Although patient care is of utmost importance in any medical facility, hospitals are also in business. Providing quality medical attention costs money, and without a system of checks and balances hospitals would soon have to close their doors, depriving their community of health care in times of need. This is where the administrators come in, as they must see to it that patients get the treatment they require without an overabundance of unnecessary tests or procedures that might drain the hospital’s coffers. A critical part to efficient health care in today’s society is effective communication between all parties involved.
The ways in which a group of individuals with varying skills and responsibilities can maneuver through chaos define the modern hospital. Time and time again, success comes down to the relationships that these professionals, both clinical and non-clinical, have forged, sometimes over a period of years, and sometimes in the blink of an eye or an all important heartbeat. Every case is different, and a challenge in its own right, which is what makes health care so gratifying in the long run.
Like anything in life, relationships can change, revealing previously untapped perspectives. Although I have overseen such processes for nearly nine years, just a few weeks ago I found myself on the other side of the health care equation. Early one morning my wife and I passed through the emergency department doors at St. John’s Health Center in Santa Monica, preparing to give birth to our first child. That hospital has over 1,260 employees overseeing 14,000 plus inpatients and 150,000 emergency department or other outpatient visits each year. But even with such dramatic turnover, I found myself forging a relationship with each and every person with whom I interacted, from the car to the third floor labor and delivery wing. Make no mistake, in this hospital I knew I was not in charge. Like a good patient I did exactly as I was told, and before I knew it I was wearing surgical scrubs in an operating room behind a makeshift curtain next to my wife as we welcomed our son into this world. For the next few days, a new set of bonds was to develop between mother and son, father and son, and new parent to new parent. These roles were formed against the backdrop of new relationships with each and every individual who blessed us with their kindness, compassion, smiles and advice.

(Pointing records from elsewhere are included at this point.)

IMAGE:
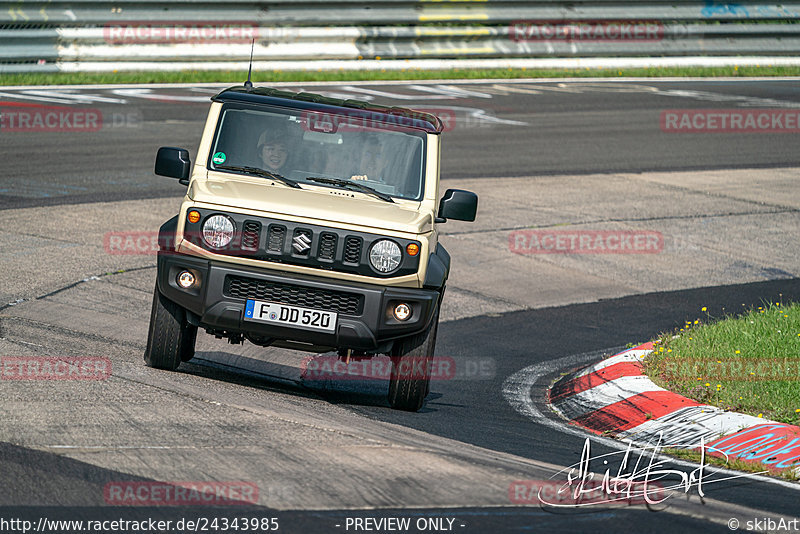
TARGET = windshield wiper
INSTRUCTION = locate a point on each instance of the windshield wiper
(351, 185)
(260, 172)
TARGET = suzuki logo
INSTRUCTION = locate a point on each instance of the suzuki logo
(301, 243)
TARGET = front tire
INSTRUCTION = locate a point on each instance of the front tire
(411, 357)
(170, 339)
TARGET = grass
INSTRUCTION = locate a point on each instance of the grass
(234, 77)
(749, 363)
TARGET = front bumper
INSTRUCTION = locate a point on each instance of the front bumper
(364, 320)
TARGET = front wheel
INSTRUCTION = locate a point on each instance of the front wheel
(411, 357)
(170, 339)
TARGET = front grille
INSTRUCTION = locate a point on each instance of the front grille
(293, 295)
(327, 247)
(250, 234)
(275, 238)
(352, 249)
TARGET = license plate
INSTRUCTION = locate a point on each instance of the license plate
(281, 314)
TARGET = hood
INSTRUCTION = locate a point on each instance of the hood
(325, 205)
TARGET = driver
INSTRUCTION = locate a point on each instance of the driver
(373, 164)
(273, 150)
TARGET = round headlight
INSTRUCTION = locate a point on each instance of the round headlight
(385, 256)
(218, 231)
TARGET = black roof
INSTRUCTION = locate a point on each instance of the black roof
(314, 102)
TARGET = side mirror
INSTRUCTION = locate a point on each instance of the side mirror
(459, 205)
(174, 163)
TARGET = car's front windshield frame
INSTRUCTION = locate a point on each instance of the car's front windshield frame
(401, 149)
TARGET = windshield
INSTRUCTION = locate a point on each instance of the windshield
(305, 146)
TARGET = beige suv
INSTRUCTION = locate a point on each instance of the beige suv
(308, 223)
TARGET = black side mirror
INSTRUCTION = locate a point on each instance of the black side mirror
(174, 163)
(459, 205)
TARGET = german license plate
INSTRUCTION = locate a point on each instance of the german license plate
(283, 315)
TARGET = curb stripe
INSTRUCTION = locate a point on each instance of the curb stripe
(613, 396)
(584, 382)
(634, 411)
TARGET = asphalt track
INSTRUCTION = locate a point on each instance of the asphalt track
(514, 129)
(540, 129)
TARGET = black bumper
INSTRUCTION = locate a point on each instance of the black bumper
(364, 320)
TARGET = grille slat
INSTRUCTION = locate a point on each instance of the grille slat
(276, 238)
(352, 249)
(250, 234)
(301, 241)
(293, 295)
(327, 247)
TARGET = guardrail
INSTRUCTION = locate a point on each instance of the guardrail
(141, 34)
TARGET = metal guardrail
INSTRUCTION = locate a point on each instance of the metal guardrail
(100, 35)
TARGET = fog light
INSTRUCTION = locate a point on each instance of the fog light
(402, 312)
(186, 279)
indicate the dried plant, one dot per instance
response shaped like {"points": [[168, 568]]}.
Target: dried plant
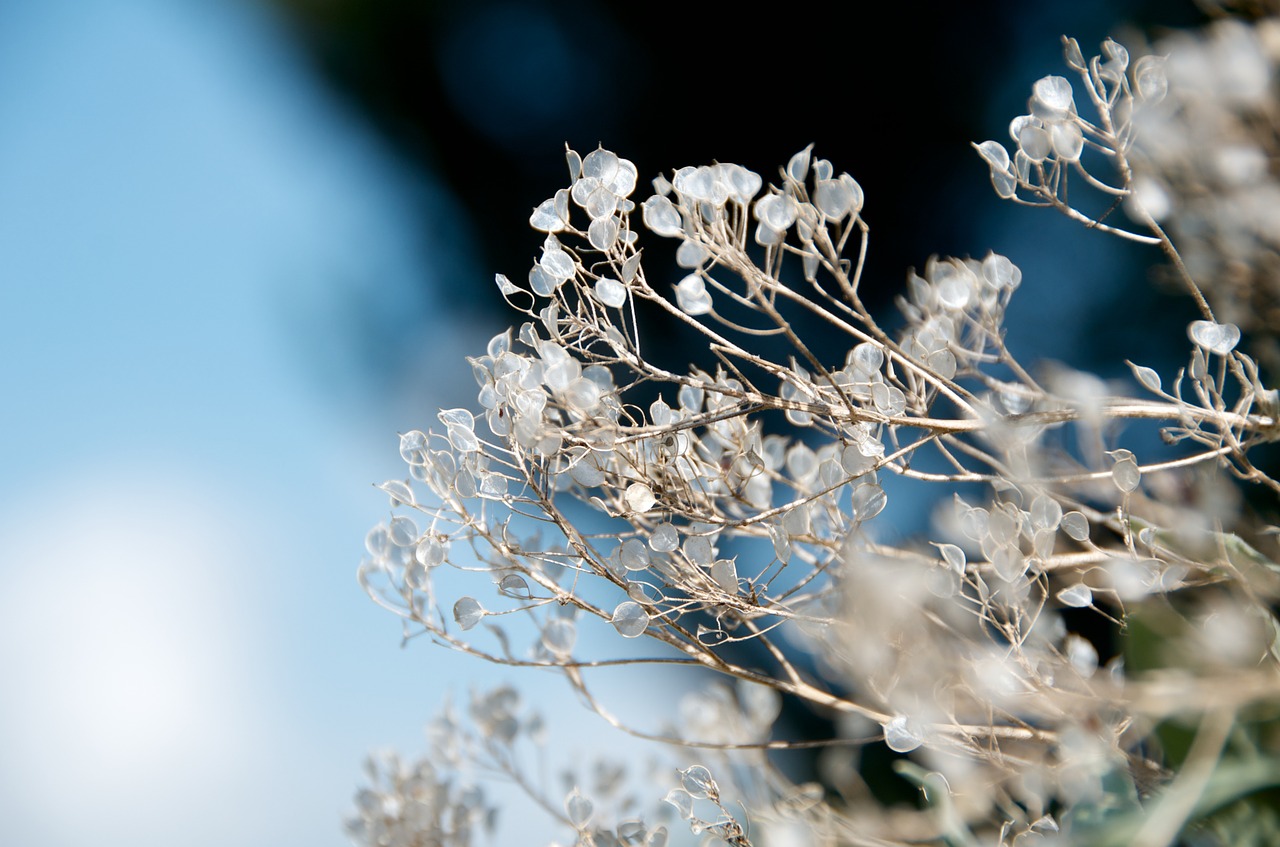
{"points": [[583, 513]]}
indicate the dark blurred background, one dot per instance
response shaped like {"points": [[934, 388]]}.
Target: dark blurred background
{"points": [[484, 95], [243, 243]]}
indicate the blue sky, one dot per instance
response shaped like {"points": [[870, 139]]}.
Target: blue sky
{"points": [[187, 224], [190, 234]]}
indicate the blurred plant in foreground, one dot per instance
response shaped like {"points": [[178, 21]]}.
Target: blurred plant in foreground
{"points": [[580, 514]]}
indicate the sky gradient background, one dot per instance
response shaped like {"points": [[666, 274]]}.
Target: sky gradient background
{"points": [[197, 242]]}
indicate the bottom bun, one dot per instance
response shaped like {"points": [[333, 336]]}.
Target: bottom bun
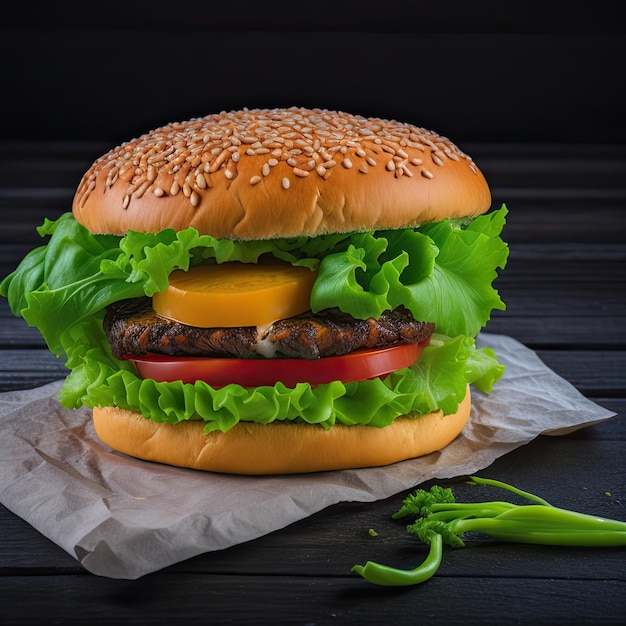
{"points": [[279, 447]]}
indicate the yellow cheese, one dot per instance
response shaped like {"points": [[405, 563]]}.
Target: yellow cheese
{"points": [[235, 294]]}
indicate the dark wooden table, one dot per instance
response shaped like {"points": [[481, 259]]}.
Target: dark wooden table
{"points": [[565, 286]]}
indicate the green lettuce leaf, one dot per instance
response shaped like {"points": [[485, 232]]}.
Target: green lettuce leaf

When it comes down to it, relationships are the only real defense health care has in response to its inherent chaos. At the moment the unexpected becomes manageable, when potential crisis turns to calm, that is when I recognize my gratitude for each and every bond that affects me, be it at work or at home. Of course, it is much easier to make this statement from a child’s room that is now quiet than in the midst of an emergency department when addressing an incoming trauma. Chances are that I haven’t heard the last of an infant crying between now and morning, though I take comfort in the fact that the new and wonderful relationships developing within my house will eventually lead to something long lasting, powerful, and full of reward for all those involved. There may not be much sleep in my future, but at least tomorrow there won’t be any salmon, either.